HI-PEITHO (NCT04790370) is a global multicentre trial randomising patients with high-risk submassive PE to receive USAT plus anticoagulation versus anticoagulation alone. Patients are followed for 12 months, with assessments at multiple intervals. The primary outcome is a composite of PE-related mortality, cardiorespiratory decompensation or confirmed symptomatic PE recurrence within 7 days of randomisation. Additional assessments include bleeding complications, quality of life, functional status, and healthcare usage over the follow-up period. The trial aims to enrol 406 patients, with potential sample size adjustments based on interim analysis results.50
The PE-TRACT trial (NCT0591118) aims to evaluate whether CDI (either CDT or MT) improve cardiopulmonary health over 1 year post-PE compared with anticoagulation alone, with plans to enrol 500 patients. Primary outcomes will be assessed at 3 months and 1 year, focusing on peak oxygen uptake (via CPET) and patient-reported functional capacity, to evaluate the therapies’ impact on PES. This study, the first to include CPET data, addresses a key gap regarding the effects of CDI on PES. Enrolment began in July 2023, with completion expected by 2026 and publication by 2028.
The PEERLESS II trial, currently recruiting 1,200 patients, evaluates outcomes in intermediate-risk PE patients treated with large-bore MT and anticoagulation versus anticoagulation alone. Primary endpoints focus on the first month after the event, including a composite win ratio of all-cause mortality, clinical deterioration, hospital readmission, bailout therapy, and modified Medical Research Council dyspnoea score ≥1 at 48 hours. Secondary endpoints cover mortality, readmissions, bleeding, clinical deterioration, RV/LV ratio, dyspnoea scores, quality of life, 6MWD and post-PE impairment diagnosis at various follow-up points (30 days–3 months).51
The STRATIFY trial (NCT04088292) is an open-label, randomised study comparing three management strategies for acute intermediate–high-risk PE: USAT, low-dose intravenous thrombolysis, and anticoagulation alone. It aims to enrol 210 patients with a 1:1:1 allocation. The primary objective is to assess the reduction in Miller score at 48–96 hours after randomisation between the low-dose thrombolysis and the heparin-only groups, and between low-dose thrombolysis and USAT. A secondary objective is to evaluate the incidence of PH via echocardiography at 3 months, helping to determine the impact of these therapies on CTEPH incidence following PE.

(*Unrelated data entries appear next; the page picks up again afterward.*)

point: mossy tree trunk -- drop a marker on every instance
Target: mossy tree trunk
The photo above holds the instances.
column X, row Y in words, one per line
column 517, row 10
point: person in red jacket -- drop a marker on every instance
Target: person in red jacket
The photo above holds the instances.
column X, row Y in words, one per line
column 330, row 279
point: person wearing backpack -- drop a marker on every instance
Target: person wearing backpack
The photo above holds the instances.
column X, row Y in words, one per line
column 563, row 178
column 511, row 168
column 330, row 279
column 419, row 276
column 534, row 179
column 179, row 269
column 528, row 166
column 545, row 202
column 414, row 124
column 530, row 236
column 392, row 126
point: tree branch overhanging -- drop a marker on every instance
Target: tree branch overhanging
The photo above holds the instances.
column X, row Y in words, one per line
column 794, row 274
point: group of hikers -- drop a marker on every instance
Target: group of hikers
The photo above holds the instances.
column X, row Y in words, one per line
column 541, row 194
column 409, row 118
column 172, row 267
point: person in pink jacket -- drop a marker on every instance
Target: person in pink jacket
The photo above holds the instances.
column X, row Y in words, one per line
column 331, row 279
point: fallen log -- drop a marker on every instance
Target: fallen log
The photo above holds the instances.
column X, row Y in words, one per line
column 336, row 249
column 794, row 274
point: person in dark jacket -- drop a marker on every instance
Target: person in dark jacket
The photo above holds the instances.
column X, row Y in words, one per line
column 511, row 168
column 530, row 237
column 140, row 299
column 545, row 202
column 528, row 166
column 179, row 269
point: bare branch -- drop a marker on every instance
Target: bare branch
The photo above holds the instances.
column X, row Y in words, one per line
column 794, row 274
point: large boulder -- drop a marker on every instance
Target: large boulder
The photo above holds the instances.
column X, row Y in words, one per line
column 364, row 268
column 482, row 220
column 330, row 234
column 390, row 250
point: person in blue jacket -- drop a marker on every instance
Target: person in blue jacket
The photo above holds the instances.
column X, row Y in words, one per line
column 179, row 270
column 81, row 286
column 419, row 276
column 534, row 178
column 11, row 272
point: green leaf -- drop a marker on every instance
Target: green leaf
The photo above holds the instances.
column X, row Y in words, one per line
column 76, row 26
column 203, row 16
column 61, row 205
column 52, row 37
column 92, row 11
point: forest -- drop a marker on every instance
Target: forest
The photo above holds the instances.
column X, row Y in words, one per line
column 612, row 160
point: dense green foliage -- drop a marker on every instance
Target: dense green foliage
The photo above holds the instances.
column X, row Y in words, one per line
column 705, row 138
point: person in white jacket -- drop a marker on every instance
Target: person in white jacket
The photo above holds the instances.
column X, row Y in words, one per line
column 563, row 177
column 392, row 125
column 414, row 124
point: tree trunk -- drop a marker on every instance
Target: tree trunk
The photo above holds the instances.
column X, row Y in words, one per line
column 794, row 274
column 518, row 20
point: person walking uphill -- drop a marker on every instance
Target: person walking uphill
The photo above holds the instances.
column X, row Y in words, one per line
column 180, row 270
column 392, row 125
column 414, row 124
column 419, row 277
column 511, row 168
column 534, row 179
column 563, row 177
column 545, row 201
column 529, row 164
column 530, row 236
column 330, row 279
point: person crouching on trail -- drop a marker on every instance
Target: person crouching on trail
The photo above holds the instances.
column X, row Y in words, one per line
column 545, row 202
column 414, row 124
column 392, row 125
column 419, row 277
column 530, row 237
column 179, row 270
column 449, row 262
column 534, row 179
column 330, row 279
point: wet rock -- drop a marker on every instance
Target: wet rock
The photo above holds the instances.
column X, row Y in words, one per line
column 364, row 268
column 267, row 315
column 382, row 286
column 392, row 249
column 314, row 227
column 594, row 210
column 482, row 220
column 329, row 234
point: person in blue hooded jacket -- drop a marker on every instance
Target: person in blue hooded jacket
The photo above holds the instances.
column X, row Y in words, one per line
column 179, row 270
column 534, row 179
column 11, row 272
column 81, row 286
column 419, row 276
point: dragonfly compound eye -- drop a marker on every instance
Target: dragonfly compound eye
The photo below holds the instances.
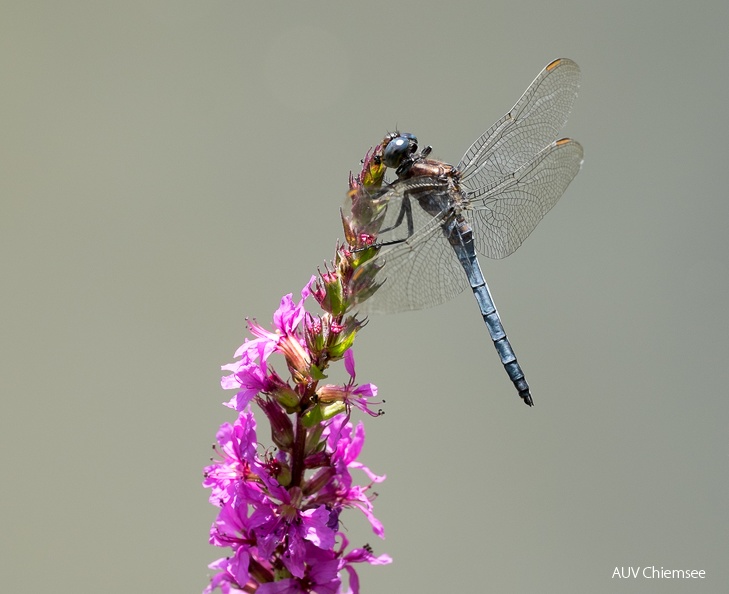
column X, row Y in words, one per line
column 398, row 148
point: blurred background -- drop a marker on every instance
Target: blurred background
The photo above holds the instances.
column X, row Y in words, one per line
column 169, row 168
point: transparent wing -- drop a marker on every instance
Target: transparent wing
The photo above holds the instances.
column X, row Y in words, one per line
column 420, row 271
column 506, row 212
column 531, row 125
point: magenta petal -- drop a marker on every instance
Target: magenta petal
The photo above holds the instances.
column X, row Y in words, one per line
column 349, row 362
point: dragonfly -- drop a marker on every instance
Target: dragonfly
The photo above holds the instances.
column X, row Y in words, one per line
column 436, row 217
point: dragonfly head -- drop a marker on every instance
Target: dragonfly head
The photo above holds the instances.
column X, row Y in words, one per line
column 400, row 148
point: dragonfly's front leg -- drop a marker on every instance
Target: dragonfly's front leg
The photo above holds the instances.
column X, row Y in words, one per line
column 405, row 211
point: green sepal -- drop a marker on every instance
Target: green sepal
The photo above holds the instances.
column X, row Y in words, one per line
column 316, row 373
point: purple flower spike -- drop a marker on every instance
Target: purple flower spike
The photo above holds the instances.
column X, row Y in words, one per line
column 279, row 506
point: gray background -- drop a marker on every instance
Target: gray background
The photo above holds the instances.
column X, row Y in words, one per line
column 168, row 168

The VQPE trial (NCT05133713) aims to compare thrombotic load at 6 months after an acute episode, enrolling 50 patients. Primary assessments will include ventilation–perfusion mismatch using scintigraphy at 6 months. Secondary objectives include 6MWD, a dyspnoea questionnaire and evaluation of quality of life, all to correlate thrombotic load with PES.

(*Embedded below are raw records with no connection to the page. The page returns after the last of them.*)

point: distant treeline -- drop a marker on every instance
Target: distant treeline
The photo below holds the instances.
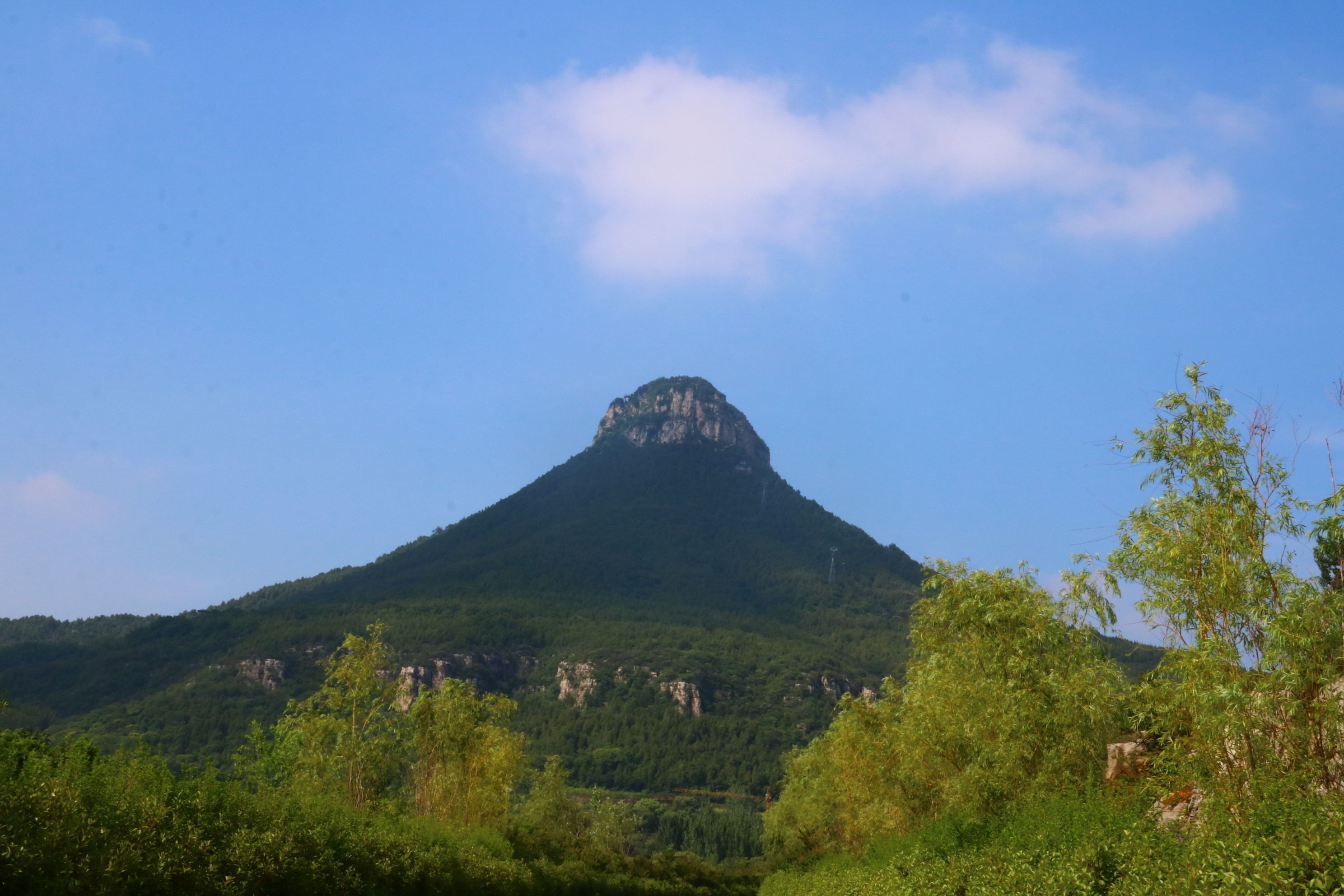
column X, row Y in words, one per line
column 51, row 630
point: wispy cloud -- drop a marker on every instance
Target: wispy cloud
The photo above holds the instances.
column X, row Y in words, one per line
column 51, row 498
column 1328, row 98
column 686, row 174
column 109, row 34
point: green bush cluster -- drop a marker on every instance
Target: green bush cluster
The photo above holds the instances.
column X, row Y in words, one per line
column 75, row 820
column 981, row 771
column 1096, row 844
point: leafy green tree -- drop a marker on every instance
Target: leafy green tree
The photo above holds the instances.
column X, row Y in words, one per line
column 349, row 735
column 845, row 788
column 1007, row 694
column 468, row 764
column 1248, row 691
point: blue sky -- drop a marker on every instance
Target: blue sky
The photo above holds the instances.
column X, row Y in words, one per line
column 283, row 288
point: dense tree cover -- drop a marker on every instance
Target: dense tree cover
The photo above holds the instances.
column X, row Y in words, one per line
column 668, row 558
column 322, row 805
column 51, row 630
column 1006, row 695
column 1102, row 843
column 1245, row 706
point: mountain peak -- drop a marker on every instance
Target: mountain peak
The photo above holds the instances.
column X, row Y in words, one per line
column 674, row 410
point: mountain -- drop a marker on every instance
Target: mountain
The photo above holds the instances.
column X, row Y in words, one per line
column 666, row 609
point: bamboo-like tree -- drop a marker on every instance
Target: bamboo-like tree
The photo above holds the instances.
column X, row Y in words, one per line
column 1248, row 692
column 1006, row 694
column 349, row 737
column 468, row 764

Thus, in the near future, some of these complementary trials will hopefully help define the role of catheter therapies in submassive PE and their usefulness in preventing PES.
Conclusion
Morbidity and mortality in PE remain high despite current intervention guidelines, with a significant incidence of long-term complications. Chronic complications are often grouped under PES, a condition affecting more than half of PE survivors. PES is linked to several serious outcomes, including CTEPH, CTEPD, RVD, physical deconditioning, and psychological harm: conditions that substantially reduce quality of life and functional capacity. While catheter-directed therapies have been shown to have short-term effectiveness in high-risk PE cases, their role in preventing PES over long-term follow-up remains unclear. Further research on catheter-directed treatments is needed to better understand their potential in preventing these secondary conditions, with this area of study expected to expand significantly in the near future.